De l’importance du randori « souple »

Pour le définir, il est sans doute plus facile d’évoquer ce qu’il n’est pas : une confrontation dans laquelle l’enjeu mental est de « ne pas perdre » avec une très forte opposition à la garde et dans lequel on s’efforcerait de dominer physiquement l’adversaire, d’étouffer toute tentative de sa part.

Le randori souple est un jeu d’opposition n’excluant en aucun cas l’intensité et l’engagement, mais qui ne se joue pas (ou très peu) à la garde, ni dans l’assujettissement physique du partenaire. Il s’agit plutôt de le surprendre et de le vaincre par la maîtrise des déplacements, des esquives, des rythmes, etc.. Oser « prendre le risque » de laisser le partenaire plus libre dans le randori, le « défier » (amicalement) en adresse et en technique a de considérables avantages : le premier d’entre eux est l’efficacité pour former des judokas de très bon niveau.

Le randori n’est plus un bras-de-fer monotone il devient un espace d’élaboration et de progression particulièrement riche. Les déplacements sont plus nombreux et plus divers, les attaques peuvent être fréquentes, variées et subtiles, les esquives s’enchaînent, ce qui permet de développer considérablement le potentiel technique, l’adresse, la vitesse, et de trouver un relâchement musculaire sans lequel les mouvements sont contraints, sans précision ni puissance – à terme, le randori de pleine opposition ne se distingue du randori souple que dans l’engagement : il apparaît comme une permanente recherche de déséquilibres par confusions, enchaînements, changements de rythme dans un travail en déplacement constant plutôt que comme une confrontation statique, bloquée par l’opposition des forces musculaires et des corps en contraction.
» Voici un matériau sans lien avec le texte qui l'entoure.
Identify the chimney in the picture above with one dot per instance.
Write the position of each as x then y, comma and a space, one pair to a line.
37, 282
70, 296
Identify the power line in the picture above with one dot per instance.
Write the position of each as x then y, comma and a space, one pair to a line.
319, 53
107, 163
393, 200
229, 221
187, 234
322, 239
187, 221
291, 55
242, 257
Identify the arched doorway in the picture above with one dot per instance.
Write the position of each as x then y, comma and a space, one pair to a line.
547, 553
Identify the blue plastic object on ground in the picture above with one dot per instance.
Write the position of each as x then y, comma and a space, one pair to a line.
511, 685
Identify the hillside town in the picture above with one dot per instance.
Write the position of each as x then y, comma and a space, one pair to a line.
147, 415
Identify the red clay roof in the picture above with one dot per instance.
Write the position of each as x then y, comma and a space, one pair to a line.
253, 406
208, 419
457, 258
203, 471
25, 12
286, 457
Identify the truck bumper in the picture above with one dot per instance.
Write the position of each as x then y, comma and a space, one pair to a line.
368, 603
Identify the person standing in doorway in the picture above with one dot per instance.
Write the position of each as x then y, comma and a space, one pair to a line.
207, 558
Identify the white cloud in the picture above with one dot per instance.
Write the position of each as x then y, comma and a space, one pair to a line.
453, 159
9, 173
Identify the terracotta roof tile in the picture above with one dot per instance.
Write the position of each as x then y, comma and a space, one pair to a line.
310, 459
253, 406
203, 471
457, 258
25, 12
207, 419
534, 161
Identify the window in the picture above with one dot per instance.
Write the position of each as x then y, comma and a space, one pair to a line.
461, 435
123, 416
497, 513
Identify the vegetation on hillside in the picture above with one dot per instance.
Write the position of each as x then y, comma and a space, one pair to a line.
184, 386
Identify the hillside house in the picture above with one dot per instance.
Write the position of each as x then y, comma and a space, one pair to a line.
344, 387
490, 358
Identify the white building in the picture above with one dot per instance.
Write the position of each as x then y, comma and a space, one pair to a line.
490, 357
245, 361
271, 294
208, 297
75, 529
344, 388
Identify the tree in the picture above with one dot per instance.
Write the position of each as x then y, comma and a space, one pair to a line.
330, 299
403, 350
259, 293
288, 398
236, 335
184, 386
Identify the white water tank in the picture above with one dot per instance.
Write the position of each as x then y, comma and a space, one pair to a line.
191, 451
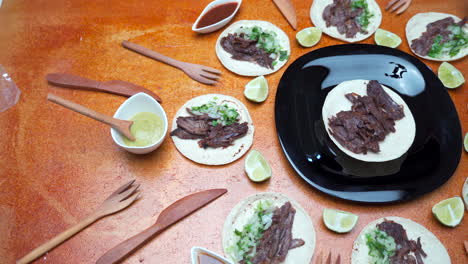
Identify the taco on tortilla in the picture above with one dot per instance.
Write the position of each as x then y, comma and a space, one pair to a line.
347, 20
393, 240
253, 48
438, 36
368, 121
268, 228
212, 129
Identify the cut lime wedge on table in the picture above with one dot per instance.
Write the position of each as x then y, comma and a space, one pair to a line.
387, 38
257, 167
339, 221
450, 76
465, 142
257, 89
308, 37
450, 211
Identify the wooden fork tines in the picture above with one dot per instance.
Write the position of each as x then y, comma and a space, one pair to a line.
199, 73
122, 198
401, 5
327, 259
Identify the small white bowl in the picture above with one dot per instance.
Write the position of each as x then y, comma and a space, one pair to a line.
137, 103
196, 250
219, 24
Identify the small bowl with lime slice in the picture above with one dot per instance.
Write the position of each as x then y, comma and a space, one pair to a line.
149, 124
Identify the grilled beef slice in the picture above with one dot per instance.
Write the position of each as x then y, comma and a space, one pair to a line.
370, 120
404, 245
223, 136
277, 239
201, 127
423, 44
341, 15
246, 50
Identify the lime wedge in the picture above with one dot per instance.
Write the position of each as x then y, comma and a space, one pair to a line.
257, 167
465, 142
450, 211
257, 89
450, 76
387, 38
465, 193
308, 37
339, 221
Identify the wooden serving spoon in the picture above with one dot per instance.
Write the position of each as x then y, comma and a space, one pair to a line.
115, 86
122, 126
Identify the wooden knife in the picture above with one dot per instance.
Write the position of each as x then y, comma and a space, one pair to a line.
171, 215
115, 86
288, 11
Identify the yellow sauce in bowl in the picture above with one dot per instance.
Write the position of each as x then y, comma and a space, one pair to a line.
147, 128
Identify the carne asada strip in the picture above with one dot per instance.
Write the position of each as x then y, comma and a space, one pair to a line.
210, 130
370, 120
246, 50
441, 36
256, 45
277, 240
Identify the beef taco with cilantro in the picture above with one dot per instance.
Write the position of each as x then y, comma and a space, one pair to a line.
347, 20
212, 129
268, 228
368, 121
438, 36
253, 48
395, 240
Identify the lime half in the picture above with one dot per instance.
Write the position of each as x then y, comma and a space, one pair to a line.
308, 37
450, 76
449, 212
257, 167
339, 221
257, 89
465, 142
387, 38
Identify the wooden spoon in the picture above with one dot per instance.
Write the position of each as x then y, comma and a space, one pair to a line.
122, 126
115, 86
122, 198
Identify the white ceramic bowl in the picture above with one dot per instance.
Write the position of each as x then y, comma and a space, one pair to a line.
196, 250
219, 24
137, 103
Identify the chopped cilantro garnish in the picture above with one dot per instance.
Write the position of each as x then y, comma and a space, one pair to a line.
266, 40
365, 16
458, 40
222, 113
247, 238
381, 246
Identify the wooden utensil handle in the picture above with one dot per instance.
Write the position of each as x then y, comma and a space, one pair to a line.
82, 110
72, 81
39, 251
117, 253
151, 53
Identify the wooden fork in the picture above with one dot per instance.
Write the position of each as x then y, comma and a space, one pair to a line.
327, 260
197, 72
401, 4
117, 201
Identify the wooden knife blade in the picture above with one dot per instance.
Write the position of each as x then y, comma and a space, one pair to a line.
288, 11
169, 216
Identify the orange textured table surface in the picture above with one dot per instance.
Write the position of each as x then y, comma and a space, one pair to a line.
57, 166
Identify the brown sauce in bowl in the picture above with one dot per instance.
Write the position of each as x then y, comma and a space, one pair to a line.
204, 258
216, 14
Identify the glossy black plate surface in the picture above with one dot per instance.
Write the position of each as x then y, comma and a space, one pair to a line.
429, 163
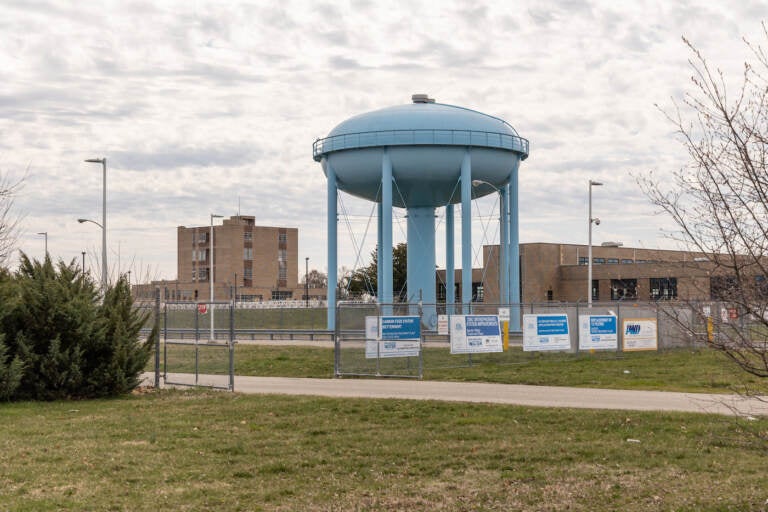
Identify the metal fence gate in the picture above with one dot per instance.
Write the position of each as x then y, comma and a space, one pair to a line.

En plus de l’efficacité à moyen terme, ce mode de travail offre d’autres avantages d’importance. Rendre les jeunes élèves aptes à pratiquer et à profiter du randori souple, c’est les amener à prendre conscience et à mûrir en eux, par la pratique, certains fondamentaux du judo comme de l’existence : la présence positive de l’autre, son utilité, la nécessité de l’entraide, la puissance et la valeur des liens affectifs qu’il est possible de tisser avec ses partenaires.

Le randori souple devient le moyen principal de développer sa maîtrise. De progrès en progrès, quel que soit son niveau, il est alors le vecteur de tout ce qui peut garantir une pratique prolongée, soutenue et de qualité : l’émulation et l’engagement, l’échange, la réussite, le plaisir. Ce climat de motivation conditionne les progrès du plus grand nombre et maintient dans l’activité une population qui s’en serait détournée. En outre, la possibilité de progrès étendus et prolongés longtemps après l’âge de l’apogée physique, offre à une population adulte de pratiquer sans lassitude, avec enthousiasme et plaisir.

Différents niveaux d’ âge et de maîtrise peuvent ainsi pratiquer ensemble sans risque traumatique, chacun pouvant apprendre des autres, approfondissant sa conception et sa maîtrise du judo sur un mode plus proche de la notion de rencontre et d’émulation positive que d’exclusion, de fermeture sur soi et d’irrespect.